Sur le pont, c’est pas racontable non plus. Les passagers sont à plat ventre, à implorer Allah, Mahomet et tout le brain trust céleste entre deux hoquets.
Devant la lourde des cagoinces y a une véritable émeute because Pinaud s’y est barricadé et ne veut pas ouvrir au peuple. Enfermé dans son bastion, il défend la place héroïquement, le vieux débris.
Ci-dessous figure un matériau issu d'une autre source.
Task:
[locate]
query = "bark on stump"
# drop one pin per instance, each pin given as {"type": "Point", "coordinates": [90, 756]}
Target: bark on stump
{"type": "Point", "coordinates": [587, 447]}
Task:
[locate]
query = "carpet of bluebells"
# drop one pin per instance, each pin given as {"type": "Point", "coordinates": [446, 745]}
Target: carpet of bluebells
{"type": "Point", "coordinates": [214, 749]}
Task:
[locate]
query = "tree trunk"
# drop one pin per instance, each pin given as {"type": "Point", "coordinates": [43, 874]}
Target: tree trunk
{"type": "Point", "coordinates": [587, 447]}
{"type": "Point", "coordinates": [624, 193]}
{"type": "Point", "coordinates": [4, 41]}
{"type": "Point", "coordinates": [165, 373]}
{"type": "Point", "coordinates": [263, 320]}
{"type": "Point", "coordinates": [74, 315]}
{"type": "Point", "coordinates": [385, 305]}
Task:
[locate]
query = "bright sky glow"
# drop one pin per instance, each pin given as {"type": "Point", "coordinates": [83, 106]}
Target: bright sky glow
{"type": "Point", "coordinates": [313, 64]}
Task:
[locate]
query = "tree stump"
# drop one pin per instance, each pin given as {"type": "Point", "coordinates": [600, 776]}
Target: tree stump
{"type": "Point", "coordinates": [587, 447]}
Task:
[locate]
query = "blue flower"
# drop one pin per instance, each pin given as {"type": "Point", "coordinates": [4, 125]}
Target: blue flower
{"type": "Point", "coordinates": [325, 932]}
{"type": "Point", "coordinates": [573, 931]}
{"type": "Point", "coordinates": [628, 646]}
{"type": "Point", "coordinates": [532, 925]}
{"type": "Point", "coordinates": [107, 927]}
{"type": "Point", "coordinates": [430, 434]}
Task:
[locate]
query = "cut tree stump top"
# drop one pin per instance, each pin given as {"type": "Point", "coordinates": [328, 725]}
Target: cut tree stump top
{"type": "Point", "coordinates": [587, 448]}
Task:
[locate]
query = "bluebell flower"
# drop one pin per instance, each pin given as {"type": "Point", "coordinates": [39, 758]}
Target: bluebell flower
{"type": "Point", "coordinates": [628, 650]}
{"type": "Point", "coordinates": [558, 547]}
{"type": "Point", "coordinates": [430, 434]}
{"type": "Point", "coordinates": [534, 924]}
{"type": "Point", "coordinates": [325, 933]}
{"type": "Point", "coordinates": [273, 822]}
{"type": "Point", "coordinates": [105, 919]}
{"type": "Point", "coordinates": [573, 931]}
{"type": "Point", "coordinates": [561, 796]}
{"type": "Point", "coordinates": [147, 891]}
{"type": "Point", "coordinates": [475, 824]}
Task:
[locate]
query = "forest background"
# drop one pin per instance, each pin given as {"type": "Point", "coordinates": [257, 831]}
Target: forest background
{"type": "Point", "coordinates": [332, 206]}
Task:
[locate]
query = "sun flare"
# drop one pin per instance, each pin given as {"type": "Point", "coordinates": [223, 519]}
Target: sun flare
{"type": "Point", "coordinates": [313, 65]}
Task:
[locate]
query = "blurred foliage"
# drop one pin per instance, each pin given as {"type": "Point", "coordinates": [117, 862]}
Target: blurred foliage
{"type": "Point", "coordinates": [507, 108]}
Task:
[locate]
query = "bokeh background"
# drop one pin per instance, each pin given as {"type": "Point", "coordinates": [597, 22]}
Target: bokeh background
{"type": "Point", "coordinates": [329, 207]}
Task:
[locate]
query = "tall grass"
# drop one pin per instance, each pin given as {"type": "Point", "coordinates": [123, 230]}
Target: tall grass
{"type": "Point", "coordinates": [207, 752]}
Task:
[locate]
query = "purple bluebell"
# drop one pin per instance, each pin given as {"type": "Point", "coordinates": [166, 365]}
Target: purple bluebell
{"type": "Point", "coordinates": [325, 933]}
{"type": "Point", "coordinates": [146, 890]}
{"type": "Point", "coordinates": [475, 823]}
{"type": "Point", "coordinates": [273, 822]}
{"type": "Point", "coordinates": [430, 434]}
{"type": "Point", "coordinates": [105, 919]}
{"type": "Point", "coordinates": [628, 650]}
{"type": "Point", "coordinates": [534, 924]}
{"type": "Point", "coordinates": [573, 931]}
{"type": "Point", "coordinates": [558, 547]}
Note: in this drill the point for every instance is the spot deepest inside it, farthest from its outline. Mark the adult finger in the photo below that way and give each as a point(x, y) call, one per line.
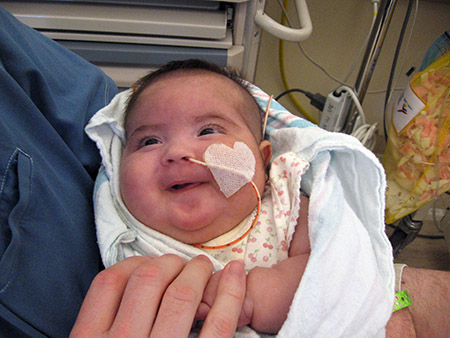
point(142, 296)
point(223, 317)
point(102, 301)
point(182, 298)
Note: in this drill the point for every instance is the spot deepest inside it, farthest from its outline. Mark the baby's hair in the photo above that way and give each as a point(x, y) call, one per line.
point(187, 65)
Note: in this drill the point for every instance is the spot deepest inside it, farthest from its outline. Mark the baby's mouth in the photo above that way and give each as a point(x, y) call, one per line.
point(184, 186)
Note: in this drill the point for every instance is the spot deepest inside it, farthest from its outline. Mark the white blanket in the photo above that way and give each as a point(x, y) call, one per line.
point(347, 289)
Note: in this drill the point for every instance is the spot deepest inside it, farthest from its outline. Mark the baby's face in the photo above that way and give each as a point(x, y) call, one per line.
point(177, 118)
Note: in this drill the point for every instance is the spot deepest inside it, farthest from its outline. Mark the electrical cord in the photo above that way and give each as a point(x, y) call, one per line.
point(317, 100)
point(300, 108)
point(394, 64)
point(364, 132)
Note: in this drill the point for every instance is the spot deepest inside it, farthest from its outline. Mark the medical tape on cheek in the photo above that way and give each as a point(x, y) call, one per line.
point(232, 168)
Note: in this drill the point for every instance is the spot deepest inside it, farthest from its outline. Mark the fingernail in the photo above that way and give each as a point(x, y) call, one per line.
point(237, 267)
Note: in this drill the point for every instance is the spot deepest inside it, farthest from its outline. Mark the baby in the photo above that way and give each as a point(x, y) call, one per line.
point(191, 129)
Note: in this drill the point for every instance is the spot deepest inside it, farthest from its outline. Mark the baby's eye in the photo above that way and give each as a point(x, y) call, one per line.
point(209, 130)
point(150, 141)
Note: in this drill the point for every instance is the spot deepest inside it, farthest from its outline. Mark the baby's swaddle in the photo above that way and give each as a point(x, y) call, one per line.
point(347, 289)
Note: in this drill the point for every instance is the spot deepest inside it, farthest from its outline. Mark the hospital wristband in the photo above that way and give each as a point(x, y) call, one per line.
point(402, 300)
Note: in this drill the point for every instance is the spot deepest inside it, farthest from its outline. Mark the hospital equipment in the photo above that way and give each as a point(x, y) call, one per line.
point(128, 38)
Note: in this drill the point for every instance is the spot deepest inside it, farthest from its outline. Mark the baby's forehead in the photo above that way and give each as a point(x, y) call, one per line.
point(237, 96)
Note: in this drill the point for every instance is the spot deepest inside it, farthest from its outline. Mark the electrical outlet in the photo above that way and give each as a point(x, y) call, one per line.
point(335, 111)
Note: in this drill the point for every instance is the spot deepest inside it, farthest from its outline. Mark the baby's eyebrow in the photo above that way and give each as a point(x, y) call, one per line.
point(147, 127)
point(214, 116)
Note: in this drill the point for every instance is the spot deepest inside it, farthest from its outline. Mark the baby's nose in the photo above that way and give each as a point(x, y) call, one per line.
point(178, 153)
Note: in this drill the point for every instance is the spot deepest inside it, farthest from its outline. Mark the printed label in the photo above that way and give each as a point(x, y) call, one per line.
point(407, 107)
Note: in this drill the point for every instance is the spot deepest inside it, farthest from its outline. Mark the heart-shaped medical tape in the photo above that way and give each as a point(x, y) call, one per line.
point(232, 168)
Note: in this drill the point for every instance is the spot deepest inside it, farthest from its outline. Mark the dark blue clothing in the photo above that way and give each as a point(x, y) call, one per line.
point(48, 251)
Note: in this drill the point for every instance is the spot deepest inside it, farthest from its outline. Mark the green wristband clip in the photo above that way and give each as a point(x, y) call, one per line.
point(402, 300)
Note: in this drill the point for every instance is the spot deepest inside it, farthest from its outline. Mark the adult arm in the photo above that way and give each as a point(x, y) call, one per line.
point(428, 316)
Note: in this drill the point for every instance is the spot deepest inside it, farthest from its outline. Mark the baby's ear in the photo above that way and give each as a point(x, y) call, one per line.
point(265, 148)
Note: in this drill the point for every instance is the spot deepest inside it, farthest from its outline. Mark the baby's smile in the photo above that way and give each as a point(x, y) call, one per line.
point(181, 187)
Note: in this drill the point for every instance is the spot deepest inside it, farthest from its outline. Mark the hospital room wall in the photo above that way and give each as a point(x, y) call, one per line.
point(339, 30)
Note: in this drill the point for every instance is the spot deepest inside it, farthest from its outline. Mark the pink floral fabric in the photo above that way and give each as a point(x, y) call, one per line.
point(268, 242)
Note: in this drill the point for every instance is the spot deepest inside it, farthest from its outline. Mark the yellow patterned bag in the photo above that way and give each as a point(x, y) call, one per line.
point(417, 156)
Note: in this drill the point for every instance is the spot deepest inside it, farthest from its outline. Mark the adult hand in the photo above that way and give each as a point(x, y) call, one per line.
point(158, 297)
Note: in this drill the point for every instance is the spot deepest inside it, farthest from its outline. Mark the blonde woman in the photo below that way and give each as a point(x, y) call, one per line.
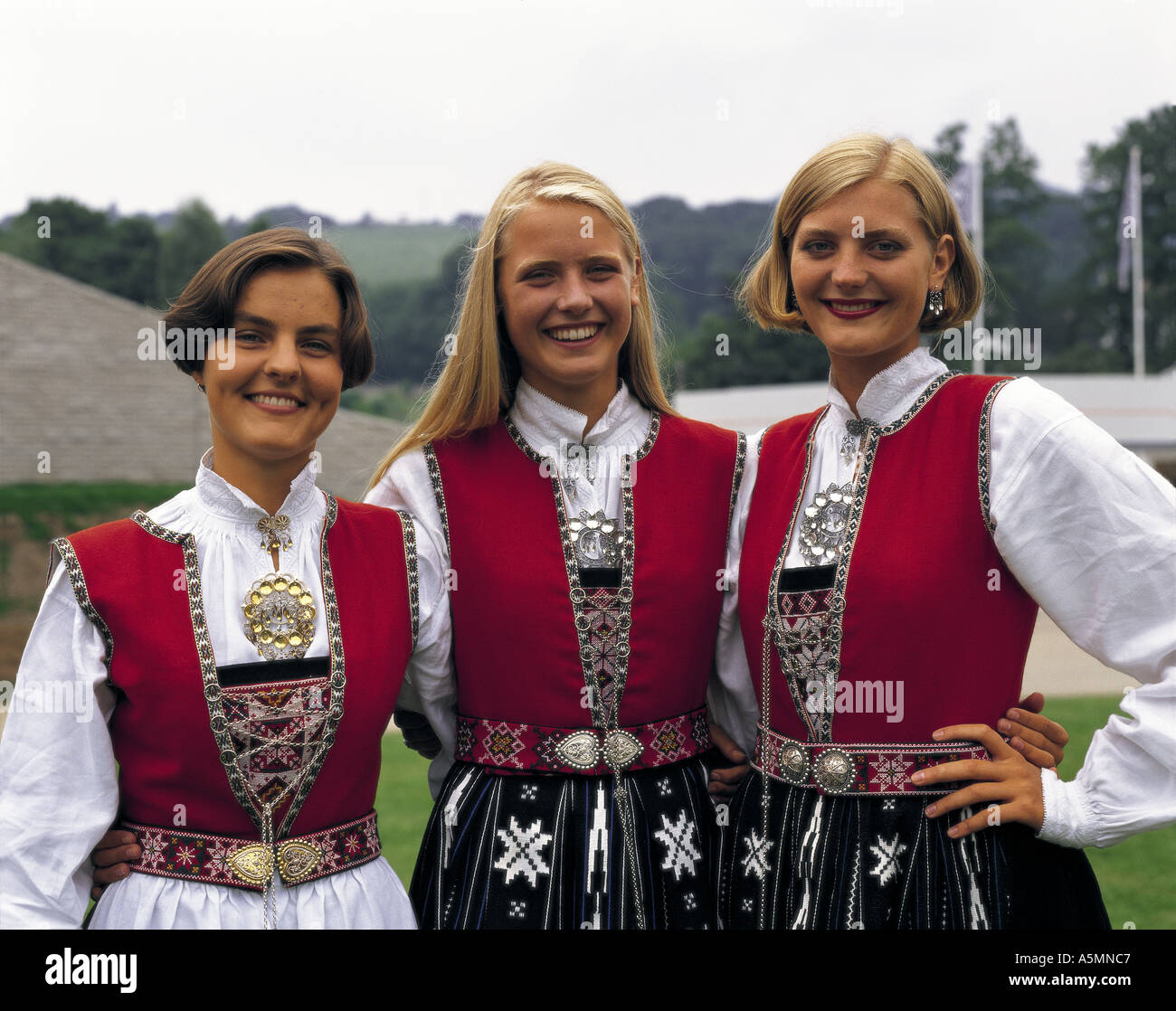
point(584, 527)
point(900, 540)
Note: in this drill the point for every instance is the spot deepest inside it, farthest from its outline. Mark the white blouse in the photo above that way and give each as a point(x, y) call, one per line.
point(62, 761)
point(1089, 530)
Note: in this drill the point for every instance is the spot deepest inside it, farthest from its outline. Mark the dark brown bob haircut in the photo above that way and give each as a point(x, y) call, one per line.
point(211, 297)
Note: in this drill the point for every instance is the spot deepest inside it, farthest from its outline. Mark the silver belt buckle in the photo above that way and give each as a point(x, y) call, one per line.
point(792, 763)
point(621, 749)
point(834, 771)
point(583, 749)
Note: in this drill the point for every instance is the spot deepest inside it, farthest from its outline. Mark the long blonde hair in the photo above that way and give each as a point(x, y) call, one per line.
point(833, 169)
point(479, 379)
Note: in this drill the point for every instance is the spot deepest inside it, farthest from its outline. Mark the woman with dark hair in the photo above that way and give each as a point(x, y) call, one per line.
point(243, 645)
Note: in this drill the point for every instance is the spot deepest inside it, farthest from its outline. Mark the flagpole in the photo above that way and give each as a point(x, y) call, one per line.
point(977, 243)
point(1136, 189)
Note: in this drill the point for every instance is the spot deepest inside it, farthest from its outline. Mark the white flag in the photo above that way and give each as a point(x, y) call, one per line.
point(1128, 224)
point(960, 186)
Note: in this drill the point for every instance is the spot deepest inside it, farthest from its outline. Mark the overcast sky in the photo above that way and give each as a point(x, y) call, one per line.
point(422, 110)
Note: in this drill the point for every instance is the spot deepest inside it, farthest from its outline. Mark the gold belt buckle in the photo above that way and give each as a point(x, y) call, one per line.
point(253, 865)
point(297, 861)
point(583, 749)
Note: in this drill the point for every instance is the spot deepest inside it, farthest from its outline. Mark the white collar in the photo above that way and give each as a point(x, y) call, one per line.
point(542, 420)
point(889, 394)
point(230, 502)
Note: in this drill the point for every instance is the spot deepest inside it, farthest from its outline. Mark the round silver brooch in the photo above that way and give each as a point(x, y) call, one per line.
point(834, 771)
point(823, 524)
point(794, 764)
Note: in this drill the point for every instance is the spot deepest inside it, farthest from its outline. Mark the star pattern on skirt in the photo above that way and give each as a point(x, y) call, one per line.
point(887, 854)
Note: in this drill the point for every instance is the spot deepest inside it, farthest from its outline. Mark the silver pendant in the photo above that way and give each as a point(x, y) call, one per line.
point(275, 533)
point(823, 524)
point(598, 541)
point(855, 428)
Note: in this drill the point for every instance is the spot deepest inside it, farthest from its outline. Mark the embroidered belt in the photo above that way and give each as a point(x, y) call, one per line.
point(527, 748)
point(246, 863)
point(858, 769)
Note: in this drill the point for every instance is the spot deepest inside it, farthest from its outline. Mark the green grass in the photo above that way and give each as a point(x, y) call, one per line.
point(386, 253)
point(403, 804)
point(400, 401)
point(1136, 876)
point(73, 504)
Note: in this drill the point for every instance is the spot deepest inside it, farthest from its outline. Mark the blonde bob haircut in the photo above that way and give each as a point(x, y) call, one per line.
point(764, 292)
point(478, 383)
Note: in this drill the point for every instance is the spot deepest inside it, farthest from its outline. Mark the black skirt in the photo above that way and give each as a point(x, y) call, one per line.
point(551, 851)
point(828, 862)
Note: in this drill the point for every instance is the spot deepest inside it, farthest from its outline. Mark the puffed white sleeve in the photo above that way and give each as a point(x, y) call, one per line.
point(431, 685)
point(1089, 530)
point(58, 777)
point(730, 696)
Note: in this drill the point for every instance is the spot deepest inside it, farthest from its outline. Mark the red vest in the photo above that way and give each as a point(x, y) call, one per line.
point(160, 729)
point(918, 604)
point(516, 642)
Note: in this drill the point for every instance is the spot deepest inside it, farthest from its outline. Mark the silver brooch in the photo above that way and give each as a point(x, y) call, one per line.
point(275, 533)
point(598, 541)
point(855, 428)
point(823, 527)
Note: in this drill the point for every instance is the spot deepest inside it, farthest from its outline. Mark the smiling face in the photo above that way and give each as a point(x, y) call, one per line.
point(567, 290)
point(865, 294)
point(270, 407)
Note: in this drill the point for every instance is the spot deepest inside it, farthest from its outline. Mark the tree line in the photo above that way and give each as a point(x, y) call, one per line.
point(1051, 257)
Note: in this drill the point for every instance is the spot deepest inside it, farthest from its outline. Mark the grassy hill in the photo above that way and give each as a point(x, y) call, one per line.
point(383, 254)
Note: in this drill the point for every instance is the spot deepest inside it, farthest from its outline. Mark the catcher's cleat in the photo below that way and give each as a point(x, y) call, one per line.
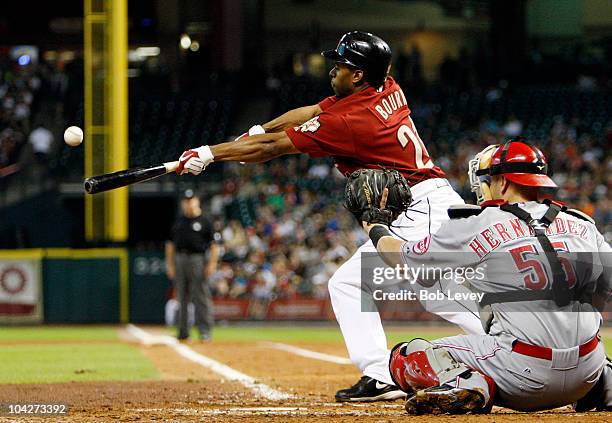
point(368, 390)
point(446, 399)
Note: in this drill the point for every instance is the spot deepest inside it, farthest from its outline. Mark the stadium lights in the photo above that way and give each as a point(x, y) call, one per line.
point(185, 41)
point(148, 51)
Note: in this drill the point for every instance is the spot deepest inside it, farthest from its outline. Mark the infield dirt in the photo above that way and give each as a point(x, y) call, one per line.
point(190, 392)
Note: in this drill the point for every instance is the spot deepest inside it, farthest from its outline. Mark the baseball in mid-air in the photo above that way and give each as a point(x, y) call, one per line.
point(73, 136)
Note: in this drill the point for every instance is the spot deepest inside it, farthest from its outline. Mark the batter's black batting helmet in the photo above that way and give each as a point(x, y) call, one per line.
point(364, 51)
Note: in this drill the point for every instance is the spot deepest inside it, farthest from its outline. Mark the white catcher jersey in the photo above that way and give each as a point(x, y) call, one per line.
point(508, 257)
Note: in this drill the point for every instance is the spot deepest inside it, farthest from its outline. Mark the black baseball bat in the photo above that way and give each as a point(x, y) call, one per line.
point(125, 177)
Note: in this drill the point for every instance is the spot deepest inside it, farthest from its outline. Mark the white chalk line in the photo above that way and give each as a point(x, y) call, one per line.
point(221, 369)
point(302, 352)
point(274, 411)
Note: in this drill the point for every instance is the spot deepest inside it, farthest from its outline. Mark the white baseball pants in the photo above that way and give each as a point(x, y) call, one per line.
point(363, 331)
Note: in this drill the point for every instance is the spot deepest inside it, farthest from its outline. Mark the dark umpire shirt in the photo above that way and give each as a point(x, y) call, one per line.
point(192, 235)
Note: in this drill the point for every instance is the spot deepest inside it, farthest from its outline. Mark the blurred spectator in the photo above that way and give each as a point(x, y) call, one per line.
point(41, 140)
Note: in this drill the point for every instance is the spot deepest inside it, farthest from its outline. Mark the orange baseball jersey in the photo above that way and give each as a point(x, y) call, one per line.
point(368, 129)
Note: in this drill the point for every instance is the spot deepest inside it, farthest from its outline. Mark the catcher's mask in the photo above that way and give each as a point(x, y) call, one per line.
point(517, 161)
point(479, 184)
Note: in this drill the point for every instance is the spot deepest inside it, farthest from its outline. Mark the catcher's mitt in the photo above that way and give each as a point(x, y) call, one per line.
point(364, 190)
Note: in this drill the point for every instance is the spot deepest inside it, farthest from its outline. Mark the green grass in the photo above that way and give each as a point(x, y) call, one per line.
point(58, 333)
point(73, 362)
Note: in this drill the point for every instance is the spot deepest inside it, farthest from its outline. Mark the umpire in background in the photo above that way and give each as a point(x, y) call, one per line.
point(188, 267)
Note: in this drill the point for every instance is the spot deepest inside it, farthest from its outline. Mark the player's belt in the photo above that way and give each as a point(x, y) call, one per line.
point(546, 353)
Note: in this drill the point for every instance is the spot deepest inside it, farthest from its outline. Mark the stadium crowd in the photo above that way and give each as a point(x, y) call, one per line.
point(283, 226)
point(291, 232)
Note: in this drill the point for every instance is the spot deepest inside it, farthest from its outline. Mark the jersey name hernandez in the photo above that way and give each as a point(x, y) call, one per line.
point(368, 129)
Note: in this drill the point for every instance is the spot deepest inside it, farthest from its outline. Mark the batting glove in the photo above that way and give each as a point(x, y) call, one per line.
point(253, 130)
point(195, 161)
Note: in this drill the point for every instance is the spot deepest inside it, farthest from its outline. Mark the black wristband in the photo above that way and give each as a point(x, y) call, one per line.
point(377, 232)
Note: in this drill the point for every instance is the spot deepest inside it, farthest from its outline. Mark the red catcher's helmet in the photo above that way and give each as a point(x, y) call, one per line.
point(520, 163)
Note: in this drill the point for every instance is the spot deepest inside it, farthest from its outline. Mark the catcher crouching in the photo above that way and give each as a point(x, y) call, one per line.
point(539, 305)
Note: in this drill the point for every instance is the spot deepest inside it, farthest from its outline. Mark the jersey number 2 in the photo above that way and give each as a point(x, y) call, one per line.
point(408, 133)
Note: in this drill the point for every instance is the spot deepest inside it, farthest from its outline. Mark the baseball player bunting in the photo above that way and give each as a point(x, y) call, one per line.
point(366, 124)
point(542, 348)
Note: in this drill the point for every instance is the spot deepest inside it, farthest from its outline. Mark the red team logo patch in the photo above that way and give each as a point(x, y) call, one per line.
point(421, 247)
point(311, 125)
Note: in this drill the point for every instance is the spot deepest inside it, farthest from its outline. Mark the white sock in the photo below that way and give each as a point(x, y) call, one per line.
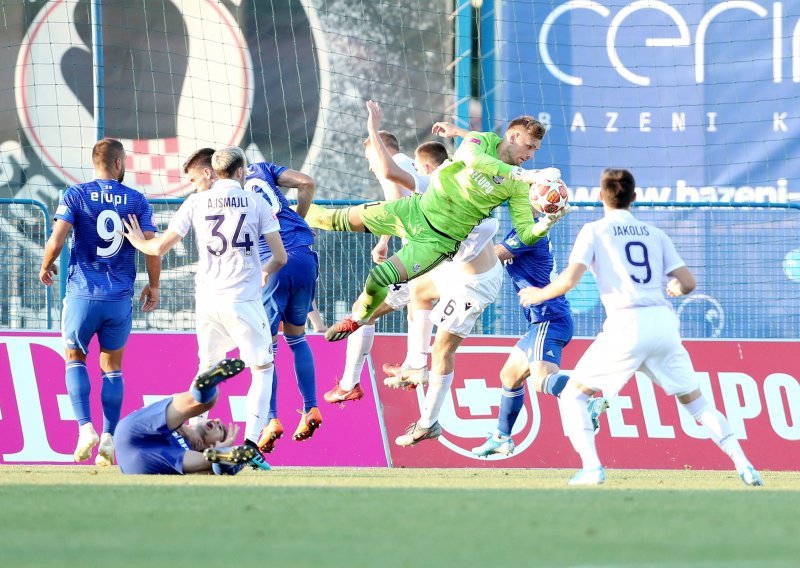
point(438, 389)
point(579, 425)
point(720, 430)
point(420, 329)
point(257, 403)
point(358, 347)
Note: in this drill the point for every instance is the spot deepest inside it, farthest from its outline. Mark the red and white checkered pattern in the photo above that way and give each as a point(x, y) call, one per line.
point(154, 166)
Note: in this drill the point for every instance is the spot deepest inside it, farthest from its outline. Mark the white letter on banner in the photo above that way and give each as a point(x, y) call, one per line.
point(616, 424)
point(35, 447)
point(787, 427)
point(652, 417)
point(688, 423)
point(578, 123)
point(736, 411)
point(544, 32)
point(611, 36)
point(679, 122)
point(702, 28)
point(779, 122)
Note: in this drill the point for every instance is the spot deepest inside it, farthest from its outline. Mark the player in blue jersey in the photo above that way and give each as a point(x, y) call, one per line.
point(289, 295)
point(156, 440)
point(100, 278)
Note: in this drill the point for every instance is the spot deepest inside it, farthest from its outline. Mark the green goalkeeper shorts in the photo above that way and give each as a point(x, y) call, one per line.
point(425, 247)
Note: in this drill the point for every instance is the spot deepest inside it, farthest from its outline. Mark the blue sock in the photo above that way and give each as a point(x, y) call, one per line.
point(511, 402)
point(555, 383)
point(111, 396)
point(304, 369)
point(78, 388)
point(273, 399)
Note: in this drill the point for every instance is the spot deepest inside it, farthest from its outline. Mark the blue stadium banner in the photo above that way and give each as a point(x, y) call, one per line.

Il a lu les ordres du jour de Joffre et il est prêt à se faire tuer plutôt que de reculer. De la graine de héros, je vous dis ! Y a pourtant des vieillards à barbe blanche qui supplient. Des dames aussi, chassées des cabines par l’appel des cabinets. Leurs voiles flottent au vent. Elles ne sont plus masquées jusqu’aux yeux, maintenant, croyez-en votre San-A. bien-aimé. Et leurs grands jalminces ne songent pas à râler pour ce manquement aux usages. Chacun pour soi et Allah pour tous !
On en voit des douzaines agrippés au bastingage ; d’autres se cramponnent à tout ce qui est fixe. Le muezzin, épargné par le mal de mer, continue à jouer de la flûte. Les sons grimaçants de son instrument vont chatouiller les glottes surmenées. Ça en aide certains à puiser au fond d’eux-mêmes des ressources insoupçonnées.
Franchement, les Poulettes, cette traversée, je ne suis pas près de l’oublier.
La nuit calme les flots tourmentés. Les passagers vidés réussissent à trouver le sommeil Dans notre cabine, Pinaud et Béru ronflent à poings fermaga. Pour ma part je n’arrive pas à trouver le sommeil. Je pense à tout ce qui nous attend au Kelsaltan et aussi je surveille gentiment Sirk Hamar.
Il est allongé à l’autre bout de la cabine, c’est-à-dire le plus loin possible de la porte. Jusque-là il n’a rien dit, bien que son médicament ait cessé de lui faire de l’effet.